В отличие от бункера барак для совещаний со своими широкими окнами выглядел куда веселее. Внутри его располагалось большое помещение, где и проходило заслушивание докладов по обстановке, а также имелись конференц-зал и небольшие комнаты для телефонных переговоров. Обсуждения обстановки проходили ежедневно в четырнадцать часов дня и в двадцать два часа вечера, во время которых и принимались все ответственные решения.
В главную ставку фюрера я прибыл из Берлина на курьерском поезде рано утром и в тот же день уже присутствовал на послеобеденном обсуждении обстановки. Помещение, где это происходило, занимало площадь примерно семь на двенадцать метров. Вдоль окон располагался массивный стол с картой обстановки, а возле двери, находившейся напротив окон по центру стены, стоял круглый стол с мягкими стульями.
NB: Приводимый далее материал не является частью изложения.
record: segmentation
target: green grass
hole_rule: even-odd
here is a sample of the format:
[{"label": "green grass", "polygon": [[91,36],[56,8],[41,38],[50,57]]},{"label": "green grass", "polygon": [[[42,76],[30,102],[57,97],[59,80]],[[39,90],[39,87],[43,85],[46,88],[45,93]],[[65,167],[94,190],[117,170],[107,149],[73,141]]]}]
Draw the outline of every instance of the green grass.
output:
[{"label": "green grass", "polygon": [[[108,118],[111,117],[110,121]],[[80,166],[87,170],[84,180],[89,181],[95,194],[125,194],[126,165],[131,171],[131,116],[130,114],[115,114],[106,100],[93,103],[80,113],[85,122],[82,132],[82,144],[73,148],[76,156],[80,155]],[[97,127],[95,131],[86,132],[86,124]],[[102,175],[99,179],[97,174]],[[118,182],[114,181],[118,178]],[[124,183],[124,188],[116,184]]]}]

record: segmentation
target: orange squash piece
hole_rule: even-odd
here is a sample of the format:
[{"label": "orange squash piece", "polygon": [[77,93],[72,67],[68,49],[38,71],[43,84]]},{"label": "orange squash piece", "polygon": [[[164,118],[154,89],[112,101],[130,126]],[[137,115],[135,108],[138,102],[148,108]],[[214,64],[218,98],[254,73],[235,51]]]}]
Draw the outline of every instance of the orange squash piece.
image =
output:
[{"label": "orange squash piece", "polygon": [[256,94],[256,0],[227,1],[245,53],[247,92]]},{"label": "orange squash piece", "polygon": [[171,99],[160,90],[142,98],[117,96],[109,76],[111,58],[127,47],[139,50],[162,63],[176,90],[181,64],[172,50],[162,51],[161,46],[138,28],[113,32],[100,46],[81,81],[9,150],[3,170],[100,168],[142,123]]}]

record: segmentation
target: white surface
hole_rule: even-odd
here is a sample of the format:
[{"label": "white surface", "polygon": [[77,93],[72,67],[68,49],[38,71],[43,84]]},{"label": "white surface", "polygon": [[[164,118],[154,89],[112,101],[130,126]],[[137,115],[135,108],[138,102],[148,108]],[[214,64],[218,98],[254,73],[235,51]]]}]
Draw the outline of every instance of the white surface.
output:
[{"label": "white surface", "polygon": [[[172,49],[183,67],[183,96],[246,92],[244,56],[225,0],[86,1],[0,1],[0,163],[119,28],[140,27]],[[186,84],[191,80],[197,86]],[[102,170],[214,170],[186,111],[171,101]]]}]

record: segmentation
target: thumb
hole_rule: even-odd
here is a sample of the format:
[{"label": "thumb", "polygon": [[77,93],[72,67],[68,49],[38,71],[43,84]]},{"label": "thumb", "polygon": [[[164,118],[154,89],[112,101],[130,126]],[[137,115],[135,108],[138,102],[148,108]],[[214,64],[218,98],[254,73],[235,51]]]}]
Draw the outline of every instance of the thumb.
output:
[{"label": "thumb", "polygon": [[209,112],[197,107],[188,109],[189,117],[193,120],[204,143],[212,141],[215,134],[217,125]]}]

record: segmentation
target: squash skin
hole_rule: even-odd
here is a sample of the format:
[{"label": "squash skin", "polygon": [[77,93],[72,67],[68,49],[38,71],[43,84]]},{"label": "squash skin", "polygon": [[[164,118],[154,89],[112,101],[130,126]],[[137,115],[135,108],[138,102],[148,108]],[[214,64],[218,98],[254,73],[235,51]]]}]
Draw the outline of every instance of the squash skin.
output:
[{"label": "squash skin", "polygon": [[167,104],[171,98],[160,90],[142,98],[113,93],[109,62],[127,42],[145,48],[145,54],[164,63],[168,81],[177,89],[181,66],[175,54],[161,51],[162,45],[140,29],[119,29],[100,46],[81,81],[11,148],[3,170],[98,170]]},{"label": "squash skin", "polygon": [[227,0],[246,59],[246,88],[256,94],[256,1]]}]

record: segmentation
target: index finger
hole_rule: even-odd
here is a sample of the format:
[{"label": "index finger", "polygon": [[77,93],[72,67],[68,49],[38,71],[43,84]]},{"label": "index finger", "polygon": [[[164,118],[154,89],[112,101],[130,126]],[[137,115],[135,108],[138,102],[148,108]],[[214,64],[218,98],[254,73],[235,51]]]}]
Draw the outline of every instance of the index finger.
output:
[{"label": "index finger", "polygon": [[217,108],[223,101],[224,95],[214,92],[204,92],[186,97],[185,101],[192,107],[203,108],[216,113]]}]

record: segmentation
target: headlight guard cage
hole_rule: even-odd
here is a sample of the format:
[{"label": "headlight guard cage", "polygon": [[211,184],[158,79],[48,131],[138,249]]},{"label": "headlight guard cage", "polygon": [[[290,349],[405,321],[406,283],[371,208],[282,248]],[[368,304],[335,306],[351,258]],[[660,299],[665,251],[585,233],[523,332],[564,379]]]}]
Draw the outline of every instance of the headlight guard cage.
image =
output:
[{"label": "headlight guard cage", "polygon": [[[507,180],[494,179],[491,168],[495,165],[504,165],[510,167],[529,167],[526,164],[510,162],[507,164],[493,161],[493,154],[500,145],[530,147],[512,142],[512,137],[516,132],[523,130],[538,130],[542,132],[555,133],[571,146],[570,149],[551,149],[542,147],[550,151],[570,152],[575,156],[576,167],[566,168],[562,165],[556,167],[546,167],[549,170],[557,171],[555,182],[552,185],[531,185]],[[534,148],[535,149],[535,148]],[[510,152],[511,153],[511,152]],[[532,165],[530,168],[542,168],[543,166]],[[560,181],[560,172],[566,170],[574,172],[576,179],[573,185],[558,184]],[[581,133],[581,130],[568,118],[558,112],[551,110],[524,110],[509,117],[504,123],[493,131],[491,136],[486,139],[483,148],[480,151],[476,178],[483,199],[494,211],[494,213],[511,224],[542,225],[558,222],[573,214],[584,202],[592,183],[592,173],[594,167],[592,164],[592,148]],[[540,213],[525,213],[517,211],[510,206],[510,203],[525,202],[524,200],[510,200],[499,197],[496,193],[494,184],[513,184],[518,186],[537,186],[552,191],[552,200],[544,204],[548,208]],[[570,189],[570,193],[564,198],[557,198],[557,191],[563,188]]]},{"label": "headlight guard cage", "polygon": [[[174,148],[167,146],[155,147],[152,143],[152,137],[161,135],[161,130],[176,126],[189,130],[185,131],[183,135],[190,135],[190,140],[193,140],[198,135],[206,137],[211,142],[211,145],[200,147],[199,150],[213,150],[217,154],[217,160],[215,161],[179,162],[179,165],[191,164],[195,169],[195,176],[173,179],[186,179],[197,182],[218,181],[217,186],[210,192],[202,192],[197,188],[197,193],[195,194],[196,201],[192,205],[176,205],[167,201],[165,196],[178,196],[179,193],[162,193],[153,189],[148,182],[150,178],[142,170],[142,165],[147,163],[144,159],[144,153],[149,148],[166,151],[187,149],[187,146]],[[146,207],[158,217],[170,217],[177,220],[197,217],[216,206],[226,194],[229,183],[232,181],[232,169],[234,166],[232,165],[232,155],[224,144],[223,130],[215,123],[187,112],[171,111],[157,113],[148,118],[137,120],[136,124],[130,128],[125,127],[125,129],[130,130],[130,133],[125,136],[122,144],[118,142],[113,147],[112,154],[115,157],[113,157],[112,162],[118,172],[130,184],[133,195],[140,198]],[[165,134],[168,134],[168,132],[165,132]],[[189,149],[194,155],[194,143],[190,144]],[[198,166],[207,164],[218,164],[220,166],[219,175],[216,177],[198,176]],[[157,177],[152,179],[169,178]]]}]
Я зашел в зал, когда в основном все участники совещания — генералы и офицеры Генерального штаба всех видов и родов войск — были в сборе. Большинство из них были мне незнакомы, поэтому я представился. Вскоре прозвучала короткая команда, и в зал вошел Адольф Гитлер в сопровождении Кейтеля и Йодля.
Я увидел Верховного главнокомандующего, который с момента нашей последней встречи, состоявшейся около года назад, сильно изменился. Его вид потряс меня до глубины души. Передо мной стоял заметно постаревший согбенный человек. Даже его тихий голос звучал устало.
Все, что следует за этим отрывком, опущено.